Lastly, we conducted conjunction analyses between the statistical maps showing changing activation patterns with treatment in the anxiety and control groups and the maps illustrating change and stability of anxiety-associated differences in the at-risk sample from the secondary analysis. (See the online supplement for analyses and results in the at-risk sample and additional region-of-interest analyses of amygdala activation across samples.)
Results
Demographic Characteristics and Treatment Effects
The participants’ demographic characteristics are summarized in
Table 1. The anxiety and control groups did not differ significantly by sex and IQ. The mean age of the control group was marginally higher than that of the anxiety group. In addition to head coil, age was included as a covariate in all analyses.

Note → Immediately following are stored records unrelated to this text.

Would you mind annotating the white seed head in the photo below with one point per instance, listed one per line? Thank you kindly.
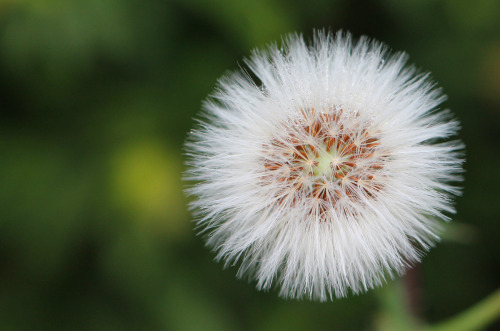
(328, 174)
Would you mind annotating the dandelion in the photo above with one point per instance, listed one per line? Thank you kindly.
(328, 172)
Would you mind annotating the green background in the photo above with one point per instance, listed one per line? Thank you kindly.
(96, 99)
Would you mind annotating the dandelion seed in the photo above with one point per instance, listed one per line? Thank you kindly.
(330, 174)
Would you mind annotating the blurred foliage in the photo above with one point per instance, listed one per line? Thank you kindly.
(96, 98)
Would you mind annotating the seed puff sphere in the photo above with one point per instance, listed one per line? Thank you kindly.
(329, 172)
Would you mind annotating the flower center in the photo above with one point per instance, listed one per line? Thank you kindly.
(328, 159)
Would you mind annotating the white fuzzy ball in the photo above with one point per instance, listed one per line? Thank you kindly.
(330, 173)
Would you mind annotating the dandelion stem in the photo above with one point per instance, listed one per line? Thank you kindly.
(474, 318)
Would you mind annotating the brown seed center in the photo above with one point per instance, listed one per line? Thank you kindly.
(325, 157)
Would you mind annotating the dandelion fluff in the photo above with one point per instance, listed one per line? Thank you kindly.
(329, 174)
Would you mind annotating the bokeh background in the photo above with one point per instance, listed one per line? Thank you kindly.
(96, 98)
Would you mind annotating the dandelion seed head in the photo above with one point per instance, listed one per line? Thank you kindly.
(330, 174)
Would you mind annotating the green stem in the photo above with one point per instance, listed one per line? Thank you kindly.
(475, 318)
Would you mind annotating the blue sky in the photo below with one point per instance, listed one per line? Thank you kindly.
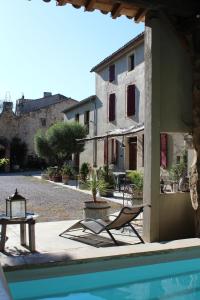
(49, 48)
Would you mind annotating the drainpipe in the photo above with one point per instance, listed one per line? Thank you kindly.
(95, 133)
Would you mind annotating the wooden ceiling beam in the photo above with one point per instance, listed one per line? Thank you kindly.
(89, 6)
(116, 10)
(140, 15)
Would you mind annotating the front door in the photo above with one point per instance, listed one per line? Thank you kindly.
(132, 153)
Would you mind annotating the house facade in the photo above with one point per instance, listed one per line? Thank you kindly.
(85, 112)
(119, 105)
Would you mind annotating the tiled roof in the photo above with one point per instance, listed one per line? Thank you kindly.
(80, 103)
(33, 105)
(117, 53)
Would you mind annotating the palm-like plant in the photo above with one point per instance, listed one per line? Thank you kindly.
(96, 185)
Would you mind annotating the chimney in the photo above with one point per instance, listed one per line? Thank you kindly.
(7, 106)
(47, 94)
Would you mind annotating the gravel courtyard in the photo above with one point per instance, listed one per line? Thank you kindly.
(49, 201)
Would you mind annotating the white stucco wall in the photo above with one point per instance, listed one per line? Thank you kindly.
(88, 154)
(104, 88)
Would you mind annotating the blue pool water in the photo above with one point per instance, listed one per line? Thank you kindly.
(168, 280)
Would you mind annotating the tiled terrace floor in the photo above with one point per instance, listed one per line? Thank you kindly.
(52, 249)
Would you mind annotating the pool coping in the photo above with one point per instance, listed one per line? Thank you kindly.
(79, 256)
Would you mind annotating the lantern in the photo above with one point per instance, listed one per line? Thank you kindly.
(16, 206)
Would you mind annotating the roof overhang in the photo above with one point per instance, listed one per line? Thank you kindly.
(116, 132)
(137, 9)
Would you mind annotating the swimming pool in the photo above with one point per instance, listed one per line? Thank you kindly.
(163, 280)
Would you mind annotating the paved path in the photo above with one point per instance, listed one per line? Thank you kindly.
(51, 202)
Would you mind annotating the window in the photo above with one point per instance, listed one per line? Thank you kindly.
(43, 122)
(131, 62)
(87, 120)
(111, 73)
(77, 118)
(131, 100)
(111, 113)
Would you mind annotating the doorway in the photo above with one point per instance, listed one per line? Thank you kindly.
(132, 153)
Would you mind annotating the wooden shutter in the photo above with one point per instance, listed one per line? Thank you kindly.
(143, 150)
(105, 151)
(116, 151)
(130, 100)
(112, 151)
(111, 73)
(111, 107)
(163, 150)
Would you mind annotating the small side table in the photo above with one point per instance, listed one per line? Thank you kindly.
(29, 220)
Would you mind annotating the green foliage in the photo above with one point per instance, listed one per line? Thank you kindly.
(84, 171)
(179, 169)
(42, 147)
(67, 170)
(105, 174)
(96, 185)
(4, 162)
(136, 179)
(58, 143)
(18, 151)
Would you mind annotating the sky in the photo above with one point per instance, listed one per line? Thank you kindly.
(49, 48)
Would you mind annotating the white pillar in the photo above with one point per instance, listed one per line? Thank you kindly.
(152, 130)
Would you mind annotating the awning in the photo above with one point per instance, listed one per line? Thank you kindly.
(116, 132)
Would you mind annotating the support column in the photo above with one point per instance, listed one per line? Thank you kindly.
(152, 129)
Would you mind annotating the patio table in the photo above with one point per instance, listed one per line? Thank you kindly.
(28, 220)
(117, 178)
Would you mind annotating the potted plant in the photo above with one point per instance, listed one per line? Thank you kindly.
(178, 175)
(96, 209)
(136, 179)
(66, 173)
(84, 171)
(51, 172)
(105, 174)
(57, 176)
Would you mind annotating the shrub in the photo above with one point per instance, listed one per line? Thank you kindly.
(136, 179)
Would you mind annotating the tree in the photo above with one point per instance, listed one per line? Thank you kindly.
(58, 143)
(18, 151)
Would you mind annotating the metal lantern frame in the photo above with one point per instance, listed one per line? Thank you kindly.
(9, 205)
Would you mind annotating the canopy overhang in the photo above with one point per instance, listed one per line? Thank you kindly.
(116, 132)
(137, 9)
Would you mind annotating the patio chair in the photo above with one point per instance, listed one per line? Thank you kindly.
(126, 215)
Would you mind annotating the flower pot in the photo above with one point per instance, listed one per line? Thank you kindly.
(65, 179)
(44, 176)
(57, 178)
(96, 210)
(107, 194)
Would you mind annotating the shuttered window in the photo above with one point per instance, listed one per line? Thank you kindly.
(105, 151)
(163, 150)
(116, 151)
(111, 73)
(131, 100)
(111, 108)
(143, 150)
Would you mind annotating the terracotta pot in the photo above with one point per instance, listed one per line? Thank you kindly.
(65, 179)
(96, 210)
(57, 178)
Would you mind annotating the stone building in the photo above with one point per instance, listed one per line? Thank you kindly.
(30, 115)
(117, 108)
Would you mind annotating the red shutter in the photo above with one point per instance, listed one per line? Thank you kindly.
(112, 151)
(111, 107)
(111, 73)
(143, 150)
(105, 151)
(130, 100)
(163, 150)
(116, 151)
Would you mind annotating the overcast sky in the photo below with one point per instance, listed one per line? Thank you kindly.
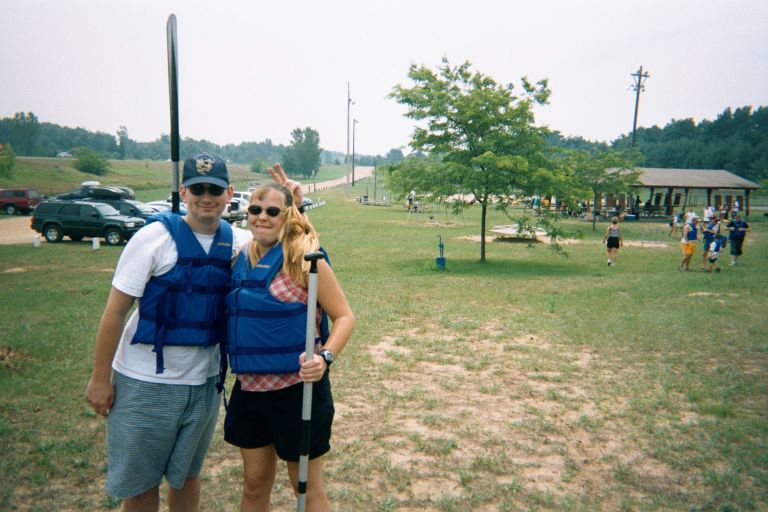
(251, 70)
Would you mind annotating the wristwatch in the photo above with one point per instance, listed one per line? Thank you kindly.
(328, 356)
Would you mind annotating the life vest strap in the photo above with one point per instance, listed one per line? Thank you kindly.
(201, 262)
(249, 283)
(252, 313)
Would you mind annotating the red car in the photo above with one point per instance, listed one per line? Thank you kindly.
(14, 200)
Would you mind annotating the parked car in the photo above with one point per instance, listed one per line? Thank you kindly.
(236, 210)
(128, 207)
(97, 192)
(78, 219)
(14, 200)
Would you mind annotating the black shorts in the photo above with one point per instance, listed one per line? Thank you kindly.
(260, 418)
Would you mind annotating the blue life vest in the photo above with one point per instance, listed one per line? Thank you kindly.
(692, 234)
(264, 335)
(185, 306)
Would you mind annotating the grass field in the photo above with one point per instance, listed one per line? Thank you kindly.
(533, 382)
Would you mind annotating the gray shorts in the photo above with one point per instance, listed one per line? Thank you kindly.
(155, 430)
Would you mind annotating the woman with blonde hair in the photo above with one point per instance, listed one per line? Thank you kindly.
(266, 338)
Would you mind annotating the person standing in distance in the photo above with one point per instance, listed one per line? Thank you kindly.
(737, 231)
(155, 376)
(267, 315)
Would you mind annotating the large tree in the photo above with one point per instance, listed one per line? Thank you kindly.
(302, 156)
(124, 144)
(603, 171)
(7, 160)
(481, 133)
(25, 132)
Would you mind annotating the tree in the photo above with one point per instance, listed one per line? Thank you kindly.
(602, 172)
(90, 162)
(7, 160)
(302, 156)
(481, 133)
(25, 131)
(124, 143)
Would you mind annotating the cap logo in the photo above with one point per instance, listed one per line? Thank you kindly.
(204, 165)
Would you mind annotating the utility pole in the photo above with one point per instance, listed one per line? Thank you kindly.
(354, 124)
(638, 79)
(349, 104)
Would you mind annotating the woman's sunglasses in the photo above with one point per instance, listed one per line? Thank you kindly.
(272, 211)
(199, 189)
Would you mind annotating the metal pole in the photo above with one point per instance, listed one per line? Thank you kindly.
(306, 403)
(173, 90)
(354, 124)
(639, 85)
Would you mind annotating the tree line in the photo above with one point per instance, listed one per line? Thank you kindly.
(478, 143)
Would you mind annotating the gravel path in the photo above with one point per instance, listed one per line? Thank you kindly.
(14, 229)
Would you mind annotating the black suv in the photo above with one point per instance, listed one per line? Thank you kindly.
(98, 192)
(14, 200)
(127, 207)
(78, 219)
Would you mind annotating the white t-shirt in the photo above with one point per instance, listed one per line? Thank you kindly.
(152, 252)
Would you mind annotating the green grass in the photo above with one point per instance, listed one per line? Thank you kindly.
(533, 381)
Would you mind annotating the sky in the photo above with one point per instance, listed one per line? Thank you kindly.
(251, 70)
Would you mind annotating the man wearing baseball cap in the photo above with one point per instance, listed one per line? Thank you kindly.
(155, 376)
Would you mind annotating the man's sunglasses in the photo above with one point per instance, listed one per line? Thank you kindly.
(199, 189)
(272, 211)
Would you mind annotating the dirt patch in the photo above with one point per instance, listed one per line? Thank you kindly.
(542, 239)
(512, 411)
(15, 230)
(10, 358)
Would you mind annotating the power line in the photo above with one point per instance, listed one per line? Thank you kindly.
(638, 85)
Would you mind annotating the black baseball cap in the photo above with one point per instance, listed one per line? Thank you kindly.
(205, 168)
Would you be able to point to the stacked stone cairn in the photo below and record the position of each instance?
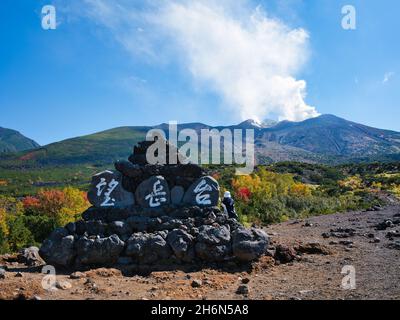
(147, 215)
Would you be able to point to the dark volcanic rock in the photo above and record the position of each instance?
(120, 228)
(157, 214)
(100, 251)
(30, 257)
(106, 191)
(203, 193)
(213, 243)
(128, 169)
(182, 244)
(153, 193)
(58, 249)
(284, 254)
(177, 194)
(249, 244)
(147, 248)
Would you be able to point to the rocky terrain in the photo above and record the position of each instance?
(304, 261)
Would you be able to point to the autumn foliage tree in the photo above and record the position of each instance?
(30, 221)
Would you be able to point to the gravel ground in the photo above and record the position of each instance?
(372, 254)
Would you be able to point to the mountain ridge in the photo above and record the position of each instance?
(13, 141)
(324, 139)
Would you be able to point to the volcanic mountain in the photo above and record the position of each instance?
(324, 139)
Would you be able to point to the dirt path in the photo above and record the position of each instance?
(311, 276)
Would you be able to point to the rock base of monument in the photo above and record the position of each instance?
(147, 214)
(134, 236)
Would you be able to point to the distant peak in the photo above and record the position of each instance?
(251, 123)
(256, 124)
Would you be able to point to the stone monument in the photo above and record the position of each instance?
(145, 214)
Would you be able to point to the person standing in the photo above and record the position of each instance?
(229, 205)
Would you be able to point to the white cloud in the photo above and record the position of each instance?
(387, 77)
(248, 58)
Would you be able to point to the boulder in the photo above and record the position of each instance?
(153, 193)
(106, 191)
(249, 244)
(284, 254)
(100, 251)
(177, 194)
(128, 169)
(2, 273)
(213, 243)
(30, 257)
(94, 228)
(120, 228)
(203, 193)
(213, 253)
(182, 244)
(147, 248)
(214, 235)
(58, 249)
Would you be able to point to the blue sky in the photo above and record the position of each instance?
(94, 73)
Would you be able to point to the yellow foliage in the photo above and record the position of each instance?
(396, 190)
(267, 184)
(353, 183)
(300, 189)
(3, 222)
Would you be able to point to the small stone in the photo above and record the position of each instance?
(63, 285)
(77, 275)
(153, 193)
(243, 289)
(177, 194)
(196, 283)
(376, 240)
(203, 193)
(106, 191)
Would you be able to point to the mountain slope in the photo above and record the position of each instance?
(325, 139)
(13, 141)
(332, 136)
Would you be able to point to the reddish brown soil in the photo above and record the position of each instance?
(312, 276)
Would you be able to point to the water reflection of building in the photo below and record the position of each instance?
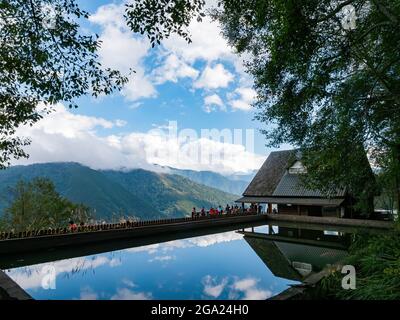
(293, 253)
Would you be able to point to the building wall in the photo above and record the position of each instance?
(316, 211)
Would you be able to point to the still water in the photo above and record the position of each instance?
(227, 265)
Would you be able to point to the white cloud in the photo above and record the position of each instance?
(173, 69)
(128, 283)
(212, 287)
(242, 98)
(212, 101)
(66, 136)
(123, 51)
(214, 78)
(87, 293)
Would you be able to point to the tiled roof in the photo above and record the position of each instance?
(271, 172)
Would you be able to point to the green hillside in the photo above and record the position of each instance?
(138, 193)
(214, 180)
(172, 194)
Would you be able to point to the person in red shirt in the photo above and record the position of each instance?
(72, 226)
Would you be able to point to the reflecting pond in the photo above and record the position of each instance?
(253, 263)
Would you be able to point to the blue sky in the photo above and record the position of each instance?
(197, 86)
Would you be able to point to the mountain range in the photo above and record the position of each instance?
(141, 193)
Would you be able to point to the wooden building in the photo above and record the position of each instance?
(278, 186)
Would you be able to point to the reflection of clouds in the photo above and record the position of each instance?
(127, 294)
(31, 277)
(128, 283)
(162, 258)
(212, 287)
(87, 293)
(245, 289)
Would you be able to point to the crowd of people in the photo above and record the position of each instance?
(234, 209)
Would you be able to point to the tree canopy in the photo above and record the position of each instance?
(36, 204)
(45, 58)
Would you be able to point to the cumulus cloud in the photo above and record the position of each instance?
(207, 44)
(64, 135)
(31, 277)
(214, 77)
(162, 258)
(122, 50)
(211, 102)
(127, 294)
(87, 293)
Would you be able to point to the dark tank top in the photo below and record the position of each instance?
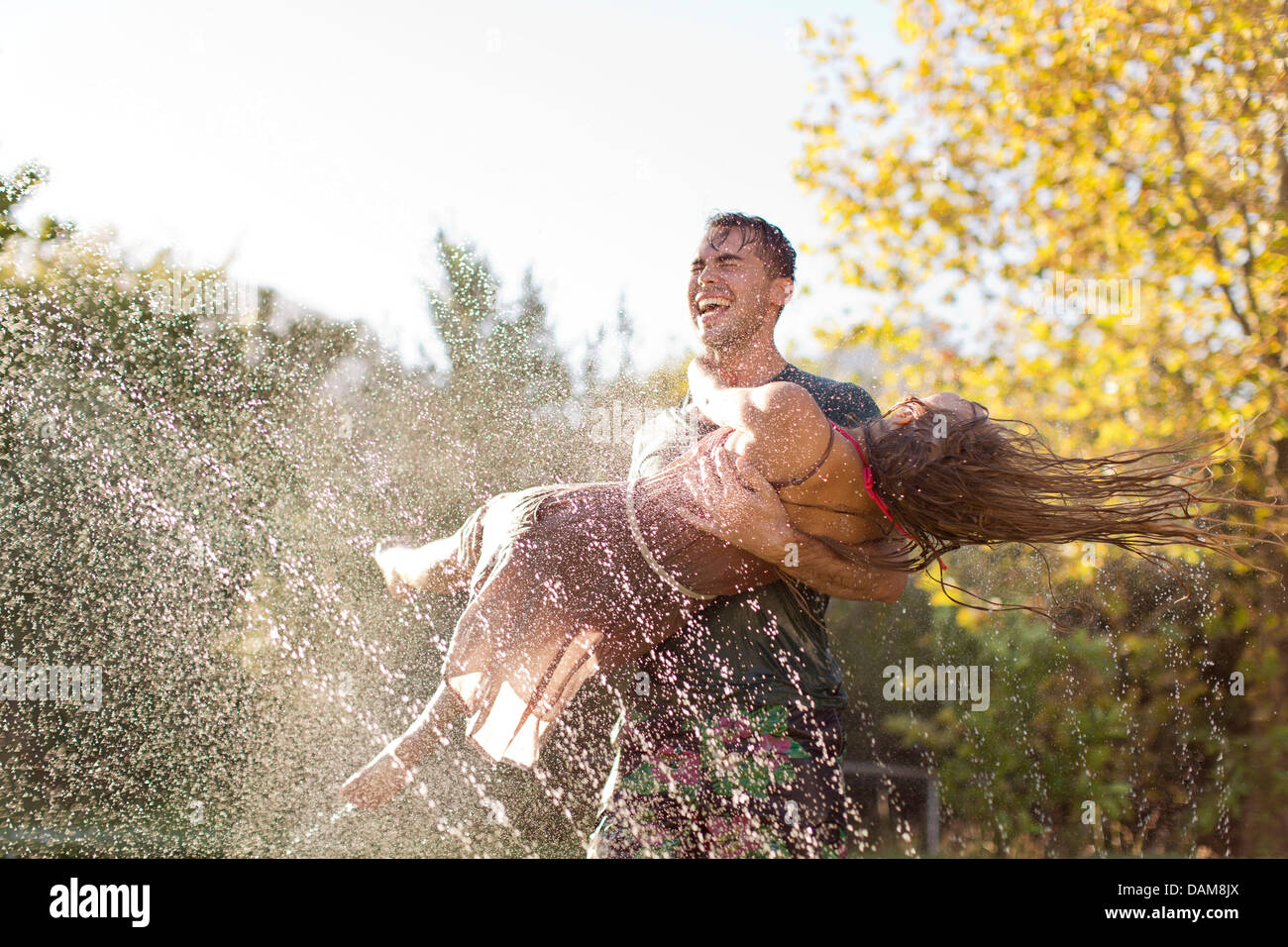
(756, 648)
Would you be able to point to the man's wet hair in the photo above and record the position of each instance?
(765, 240)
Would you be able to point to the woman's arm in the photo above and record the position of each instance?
(780, 428)
(752, 518)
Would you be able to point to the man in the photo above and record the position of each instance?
(732, 740)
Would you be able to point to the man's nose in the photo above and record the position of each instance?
(706, 275)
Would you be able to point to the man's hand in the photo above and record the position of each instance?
(737, 504)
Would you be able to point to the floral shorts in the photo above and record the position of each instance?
(767, 785)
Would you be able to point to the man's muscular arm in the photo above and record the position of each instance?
(756, 521)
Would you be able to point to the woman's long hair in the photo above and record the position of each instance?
(952, 483)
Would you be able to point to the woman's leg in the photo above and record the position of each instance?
(434, 567)
(390, 771)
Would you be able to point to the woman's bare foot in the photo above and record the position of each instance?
(390, 772)
(433, 567)
(377, 783)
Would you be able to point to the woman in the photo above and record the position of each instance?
(567, 581)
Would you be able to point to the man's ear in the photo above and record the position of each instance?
(902, 415)
(782, 290)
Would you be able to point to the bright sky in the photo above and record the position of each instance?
(320, 146)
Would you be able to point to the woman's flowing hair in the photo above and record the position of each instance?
(952, 483)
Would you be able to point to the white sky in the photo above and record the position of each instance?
(318, 146)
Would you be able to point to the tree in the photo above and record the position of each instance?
(1103, 187)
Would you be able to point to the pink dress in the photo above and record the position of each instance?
(570, 581)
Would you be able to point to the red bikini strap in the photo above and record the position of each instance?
(870, 483)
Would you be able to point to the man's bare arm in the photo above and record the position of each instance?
(827, 571)
(756, 521)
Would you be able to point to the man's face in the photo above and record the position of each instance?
(732, 298)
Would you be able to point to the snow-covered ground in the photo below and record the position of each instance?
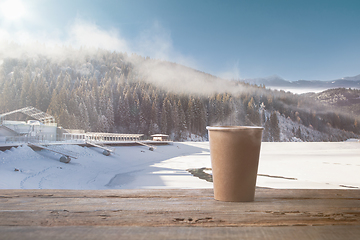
(282, 165)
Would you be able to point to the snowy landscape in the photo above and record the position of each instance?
(305, 165)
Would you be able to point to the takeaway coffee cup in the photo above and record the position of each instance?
(234, 154)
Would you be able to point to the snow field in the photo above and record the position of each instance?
(282, 165)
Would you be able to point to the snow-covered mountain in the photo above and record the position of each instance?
(280, 83)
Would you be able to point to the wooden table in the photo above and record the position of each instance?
(178, 214)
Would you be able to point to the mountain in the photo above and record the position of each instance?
(316, 85)
(346, 100)
(102, 91)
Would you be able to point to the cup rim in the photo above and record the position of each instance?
(233, 128)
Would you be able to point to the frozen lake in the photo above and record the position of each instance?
(282, 165)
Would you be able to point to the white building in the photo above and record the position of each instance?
(43, 128)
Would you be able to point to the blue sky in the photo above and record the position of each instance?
(311, 40)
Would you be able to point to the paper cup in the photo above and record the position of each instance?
(234, 154)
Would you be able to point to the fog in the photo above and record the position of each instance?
(83, 38)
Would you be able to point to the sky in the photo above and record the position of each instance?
(292, 39)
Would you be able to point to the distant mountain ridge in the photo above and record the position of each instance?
(276, 81)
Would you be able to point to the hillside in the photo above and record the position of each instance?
(344, 99)
(104, 91)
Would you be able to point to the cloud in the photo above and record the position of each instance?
(233, 72)
(155, 42)
(86, 34)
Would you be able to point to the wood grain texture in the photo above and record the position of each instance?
(170, 211)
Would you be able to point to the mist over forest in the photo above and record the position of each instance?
(103, 91)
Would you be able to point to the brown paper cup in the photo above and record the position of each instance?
(234, 154)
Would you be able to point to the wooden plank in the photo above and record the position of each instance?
(180, 208)
(158, 233)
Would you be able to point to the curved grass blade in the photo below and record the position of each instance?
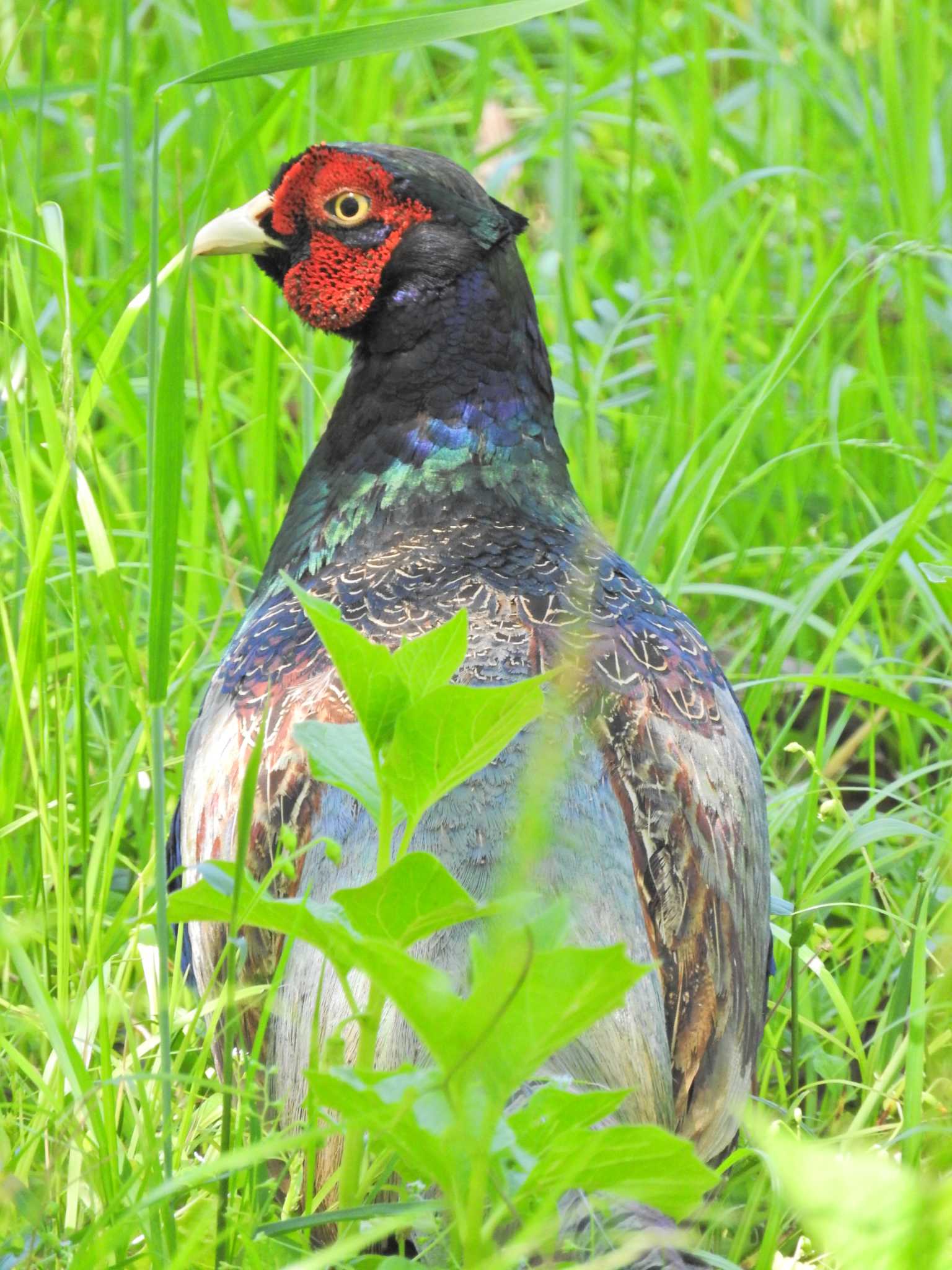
(385, 37)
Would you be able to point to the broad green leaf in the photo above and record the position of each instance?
(526, 1005)
(861, 1207)
(641, 1162)
(409, 901)
(408, 1109)
(339, 755)
(376, 689)
(431, 660)
(385, 37)
(451, 733)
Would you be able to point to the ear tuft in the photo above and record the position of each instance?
(516, 220)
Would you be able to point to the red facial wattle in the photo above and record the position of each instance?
(338, 282)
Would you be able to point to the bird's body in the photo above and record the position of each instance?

In the anxiety group, posttreatment PARS and CGI-I scores were significantly improved relative to pretreatment scores (change in PARS score: mean=−4.15, SD=4.19; t=−7.79, df=61, p<0.001; d=0.90; 66% had a clinically significant reduction in symptoms, that is, they were classified as “responders” as defined by the CGI-I) (
Figure 1A).
Behavioral Effects
A time-point-by-group interaction (F=37.56, df=1,645, p<0.001) was observed for mean task response time; the time-point-by-group-by-condition interaction was not significant. At the pretreatment scan, youths in the anxiety group were significantly slower to respond across conditions relative to those in the control group (∼69 ms; t=4.578, df=129, p<0.001), and the difference was larger compared to the posttreatment scan (∼42 ms; t=2.81, df=129, p=0.03; estimated difference, ∼27 ms, χ
2=37.56, df=1, p<0.001) (
Figure 1B).
Whole-Brain Analyses
Pre- to posttreatment change.
For a summary of results, including post hoc statistical tests, see
Table 2 and
Figure 2A,B. No regions showed a significant group-by-condition-by-time-point interaction. Thirty-seven clusters emerged with a significant group-by-time-point interaction. Thirteen of these regions showed activity normalization, that is, the anxiety group showed altered activity compared to the control group before treatment and largely no differences after treatment, while activation in the control group remained comparable at both time points. Regions that normalized with treatment included fronto-parietal network regions (left and right supplementary motor area, middle frontal gyrus, and superior parietal lobule). Specifically, the anxiety group showed elevated activation in these regions before treatment compared to the control group across all task conditions, and these activation patterns declined to levels comparable to or lower than those in the control group after treatment. Post hoc tests for the remaining regions showing a significant group-by-time interaction suggested a potential treatment-induced compensatory mechanism. Specifically, regions in the temporal gyri (superior and inferior), the left and right inferior parietal lobule, and the middle occipital gyrus were characterized by no pretreatment differences between the anxiety and control groups, whereas at the posttreatment scan, the anxiety group showed significantly less activation compared to the control group.
Eight regions showed a main effect of group across time points, including the left and right motor cortex, the right amygdala/parahippocampal gyrus, and lateral anterior frontal areas. These regions showed hyperactivation in the anxiety group relative to the control group; activation did not change significantly with treatment in the anxiety group.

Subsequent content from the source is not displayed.